Even for himself, Amos says there was a time not too long ago when he was staggering drunk on Inuvik streets, sometimes going without sleep for two days straight on a drinking binge before passing out.

Part of what precipitated Amos's heavy drinking was the break up of his marriage in the late 1970s. That hurled him into a bout of depression.

Though Amos still goes to the Mad Trapper because he likes "his people," he drinks coffee there. The limitation does not prevent him from having a good time.

Amos and his ex-wife have seven children: Jeffrey, Joey, Rickey, Troy, Rona, Tracey and Tania. And Amos lives with Troy today.

Still, it is the memories of dark years which spur Amos to stress the need for youth to develop traditional survival skills.

"I remember my dad saying 'I did it one time. It was very tough to make a living off the land. I want you to know how we survived without getting any assistance from anywhere,'" Amos says of his dad Amos Tuma.

"He said, 'This is the way it's going to be.' I said, 'Are you going to teach me?' and he said, 'I will but it's not going to be easy.'"

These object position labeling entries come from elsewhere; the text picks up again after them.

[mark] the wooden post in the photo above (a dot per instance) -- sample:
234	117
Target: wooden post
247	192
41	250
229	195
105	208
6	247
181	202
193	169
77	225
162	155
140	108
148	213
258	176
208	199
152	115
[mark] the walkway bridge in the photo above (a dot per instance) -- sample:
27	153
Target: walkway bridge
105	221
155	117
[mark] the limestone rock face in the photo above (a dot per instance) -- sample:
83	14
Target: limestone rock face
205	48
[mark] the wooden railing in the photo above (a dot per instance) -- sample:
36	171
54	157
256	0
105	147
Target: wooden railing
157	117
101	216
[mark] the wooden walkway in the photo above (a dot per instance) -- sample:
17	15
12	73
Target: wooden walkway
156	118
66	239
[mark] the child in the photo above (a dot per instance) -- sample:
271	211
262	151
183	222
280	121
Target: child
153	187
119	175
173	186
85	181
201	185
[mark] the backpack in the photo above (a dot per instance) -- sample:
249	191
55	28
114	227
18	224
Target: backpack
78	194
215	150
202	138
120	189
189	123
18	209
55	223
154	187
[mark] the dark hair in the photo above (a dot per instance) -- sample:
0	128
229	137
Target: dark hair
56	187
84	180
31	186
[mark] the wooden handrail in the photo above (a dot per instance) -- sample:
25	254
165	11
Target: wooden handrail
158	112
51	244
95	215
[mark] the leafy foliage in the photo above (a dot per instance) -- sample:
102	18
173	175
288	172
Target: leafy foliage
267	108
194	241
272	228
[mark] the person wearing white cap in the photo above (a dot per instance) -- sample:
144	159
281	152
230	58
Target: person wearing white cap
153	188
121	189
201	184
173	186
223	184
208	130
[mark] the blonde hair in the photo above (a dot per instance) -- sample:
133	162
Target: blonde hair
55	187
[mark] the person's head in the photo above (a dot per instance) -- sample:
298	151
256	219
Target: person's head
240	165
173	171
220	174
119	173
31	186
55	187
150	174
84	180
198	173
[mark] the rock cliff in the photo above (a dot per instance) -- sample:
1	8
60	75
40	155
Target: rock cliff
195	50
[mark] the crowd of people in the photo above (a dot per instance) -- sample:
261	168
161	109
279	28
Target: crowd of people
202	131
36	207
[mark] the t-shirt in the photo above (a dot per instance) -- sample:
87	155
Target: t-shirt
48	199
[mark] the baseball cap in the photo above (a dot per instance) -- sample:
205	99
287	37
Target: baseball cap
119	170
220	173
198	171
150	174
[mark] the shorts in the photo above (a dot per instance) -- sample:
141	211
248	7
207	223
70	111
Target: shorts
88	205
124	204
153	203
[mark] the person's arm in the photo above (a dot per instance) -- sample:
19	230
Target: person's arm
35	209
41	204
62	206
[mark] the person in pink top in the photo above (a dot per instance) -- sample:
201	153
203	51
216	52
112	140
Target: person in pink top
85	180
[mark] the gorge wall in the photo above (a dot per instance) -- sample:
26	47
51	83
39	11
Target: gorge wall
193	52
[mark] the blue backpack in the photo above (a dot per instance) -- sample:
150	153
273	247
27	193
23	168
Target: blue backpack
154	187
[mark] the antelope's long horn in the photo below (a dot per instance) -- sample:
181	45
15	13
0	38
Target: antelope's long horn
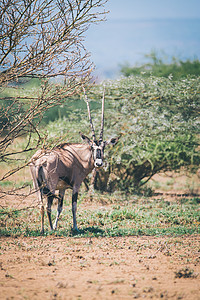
89	113
102	117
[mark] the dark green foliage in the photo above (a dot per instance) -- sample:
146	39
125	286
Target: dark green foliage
163	67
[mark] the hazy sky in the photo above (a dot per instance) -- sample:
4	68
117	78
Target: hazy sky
137	9
136	27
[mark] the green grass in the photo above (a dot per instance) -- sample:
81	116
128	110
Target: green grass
140	217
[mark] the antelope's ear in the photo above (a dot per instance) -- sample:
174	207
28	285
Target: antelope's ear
85	138
112	141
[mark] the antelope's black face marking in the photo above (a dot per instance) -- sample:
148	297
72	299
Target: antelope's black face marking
97	148
98	152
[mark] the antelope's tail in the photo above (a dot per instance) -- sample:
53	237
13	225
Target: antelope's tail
34	171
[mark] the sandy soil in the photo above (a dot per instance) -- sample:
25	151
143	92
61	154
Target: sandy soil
100	268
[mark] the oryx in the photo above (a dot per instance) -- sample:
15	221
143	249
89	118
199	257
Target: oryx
66	166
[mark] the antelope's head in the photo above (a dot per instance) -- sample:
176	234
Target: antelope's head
97	146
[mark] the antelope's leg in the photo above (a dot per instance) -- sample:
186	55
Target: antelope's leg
49	204
42	218
59	209
74	209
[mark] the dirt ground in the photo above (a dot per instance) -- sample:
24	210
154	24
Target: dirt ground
100	268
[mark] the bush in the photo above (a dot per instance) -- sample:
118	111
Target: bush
157	119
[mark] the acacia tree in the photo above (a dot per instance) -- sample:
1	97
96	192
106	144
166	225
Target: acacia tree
41	39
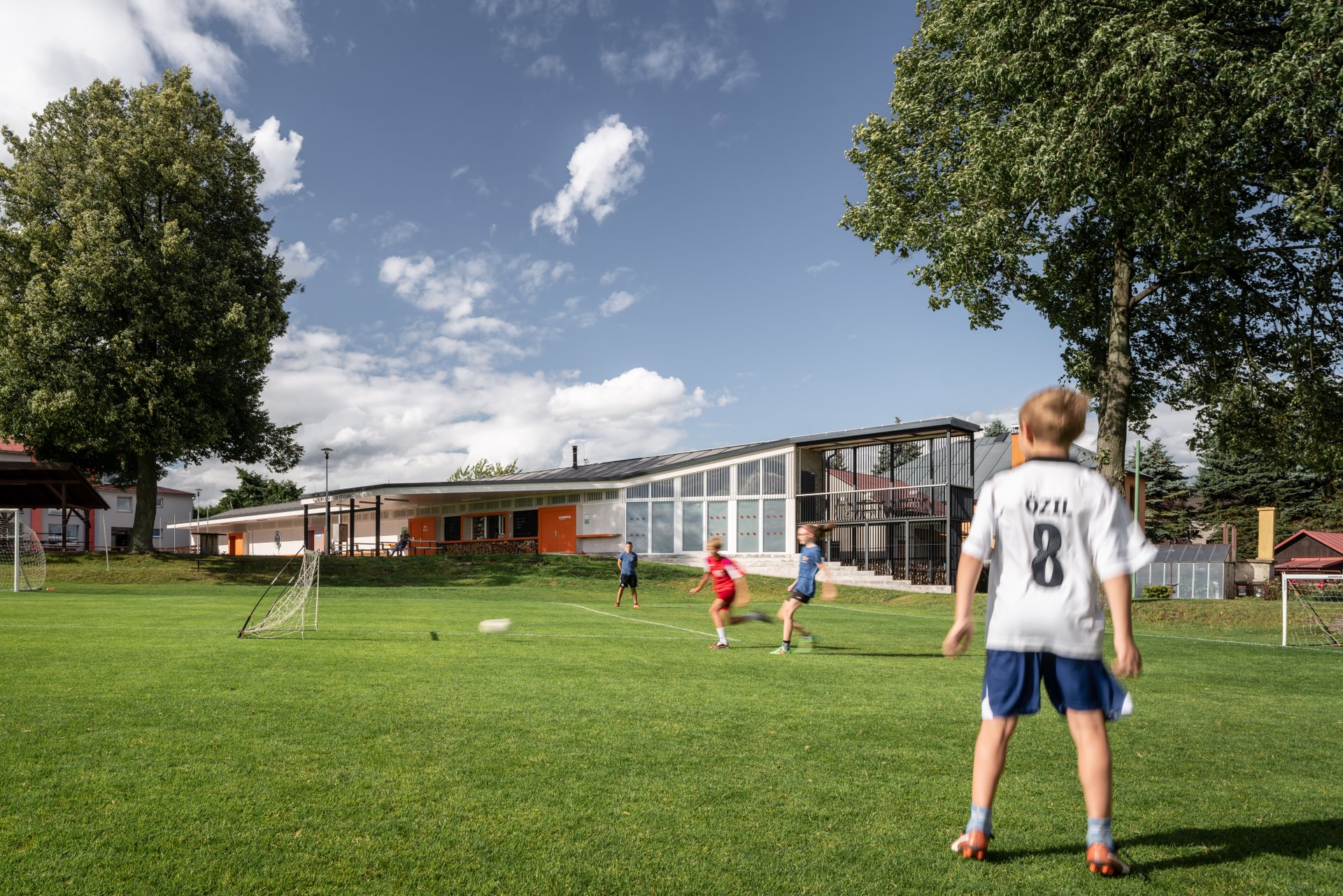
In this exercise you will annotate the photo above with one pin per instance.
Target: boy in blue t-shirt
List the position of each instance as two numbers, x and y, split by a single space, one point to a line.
810 562
629 563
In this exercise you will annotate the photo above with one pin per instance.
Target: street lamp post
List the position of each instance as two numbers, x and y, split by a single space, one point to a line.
327 534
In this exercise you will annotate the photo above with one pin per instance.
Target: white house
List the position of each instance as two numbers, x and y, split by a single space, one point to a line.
897 519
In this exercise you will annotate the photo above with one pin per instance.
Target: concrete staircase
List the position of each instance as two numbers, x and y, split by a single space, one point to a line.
786 567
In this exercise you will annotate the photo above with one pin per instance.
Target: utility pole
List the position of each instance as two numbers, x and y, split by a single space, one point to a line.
327 534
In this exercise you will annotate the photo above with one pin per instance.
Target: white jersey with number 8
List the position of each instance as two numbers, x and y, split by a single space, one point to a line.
1051 531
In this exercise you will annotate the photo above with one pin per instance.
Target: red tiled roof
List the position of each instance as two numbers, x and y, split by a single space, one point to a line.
865 481
1309 564
1333 541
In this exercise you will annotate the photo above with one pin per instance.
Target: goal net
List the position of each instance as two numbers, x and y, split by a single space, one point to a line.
294 611
1312 610
23 563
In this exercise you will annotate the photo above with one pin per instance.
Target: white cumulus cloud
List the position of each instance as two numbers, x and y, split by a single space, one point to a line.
57 46
602 169
548 66
392 420
300 264
617 303
278 155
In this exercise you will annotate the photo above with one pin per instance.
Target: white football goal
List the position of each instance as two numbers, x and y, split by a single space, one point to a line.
23 563
1312 610
294 611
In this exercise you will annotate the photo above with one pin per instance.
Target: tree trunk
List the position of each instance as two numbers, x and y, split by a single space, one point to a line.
1116 381
147 504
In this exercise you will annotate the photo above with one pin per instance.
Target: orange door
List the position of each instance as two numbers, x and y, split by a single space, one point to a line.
422 534
559 531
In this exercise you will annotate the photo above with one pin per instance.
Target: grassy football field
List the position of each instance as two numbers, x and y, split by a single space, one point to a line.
144 748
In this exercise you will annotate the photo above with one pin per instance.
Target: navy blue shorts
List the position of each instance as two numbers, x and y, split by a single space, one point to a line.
1011 685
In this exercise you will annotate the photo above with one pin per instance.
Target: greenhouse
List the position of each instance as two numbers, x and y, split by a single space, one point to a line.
1191 570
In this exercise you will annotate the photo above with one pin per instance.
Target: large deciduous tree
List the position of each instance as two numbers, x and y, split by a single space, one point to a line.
1159 179
254 490
138 287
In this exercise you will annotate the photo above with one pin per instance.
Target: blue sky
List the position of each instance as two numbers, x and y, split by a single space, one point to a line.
521 223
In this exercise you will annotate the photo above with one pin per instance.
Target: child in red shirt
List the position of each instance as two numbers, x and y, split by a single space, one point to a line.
725 575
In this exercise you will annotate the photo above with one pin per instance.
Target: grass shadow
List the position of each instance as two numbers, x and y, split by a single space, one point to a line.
1218 845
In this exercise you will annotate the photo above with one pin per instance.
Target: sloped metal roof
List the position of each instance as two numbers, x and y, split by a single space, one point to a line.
613 472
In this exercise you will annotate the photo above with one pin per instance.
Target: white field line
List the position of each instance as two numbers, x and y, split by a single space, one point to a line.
925 617
61 625
544 634
648 623
1139 634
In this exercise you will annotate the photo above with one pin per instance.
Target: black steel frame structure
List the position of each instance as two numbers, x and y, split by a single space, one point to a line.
899 502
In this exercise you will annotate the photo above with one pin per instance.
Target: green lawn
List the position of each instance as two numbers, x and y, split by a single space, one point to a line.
144 748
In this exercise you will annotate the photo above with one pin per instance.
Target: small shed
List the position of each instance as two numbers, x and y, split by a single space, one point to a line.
1309 551
1201 571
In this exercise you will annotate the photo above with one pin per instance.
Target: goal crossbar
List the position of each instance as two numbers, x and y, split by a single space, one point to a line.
294 611
1333 632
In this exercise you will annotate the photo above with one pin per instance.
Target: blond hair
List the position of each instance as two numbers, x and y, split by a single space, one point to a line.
1056 415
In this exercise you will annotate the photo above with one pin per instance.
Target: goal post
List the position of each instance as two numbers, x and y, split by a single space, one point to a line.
23 562
294 611
1312 610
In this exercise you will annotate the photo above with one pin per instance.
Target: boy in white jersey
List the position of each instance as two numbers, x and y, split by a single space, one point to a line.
1052 529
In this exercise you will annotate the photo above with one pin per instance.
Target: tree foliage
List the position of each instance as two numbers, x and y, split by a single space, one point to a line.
138 289
484 469
1235 483
892 457
254 490
1167 497
1158 179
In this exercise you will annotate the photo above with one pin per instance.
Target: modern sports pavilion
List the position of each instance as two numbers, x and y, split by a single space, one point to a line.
899 496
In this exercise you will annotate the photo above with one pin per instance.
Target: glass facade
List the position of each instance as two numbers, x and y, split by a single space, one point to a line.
637 525
774 524
719 523
672 515
664 527
748 527
692 525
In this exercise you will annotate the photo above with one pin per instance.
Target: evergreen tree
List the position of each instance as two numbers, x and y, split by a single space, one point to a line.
1167 495
890 457
1233 484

Amos took those land skills he learned from Tuma and throughout the 1950s, Amos says he caught many muskrat.

But at 10 cents per pelt, Amos decided "I can't make a living. I've got to do something (else.)"

In the 1960s, Amos became a janitor at SAM school.

After recovering from the depression that followed the break up of his marriage and heavy alcohol consumption, Amos got his life back on track in the 1980s with a job as a camp attendant for Esso.

And now, even though Amos stresses the importance for today's youth to learn basic land survival skills such as how to set a trap and how to get water, Amos also says structured education is important to help land a well-paying job.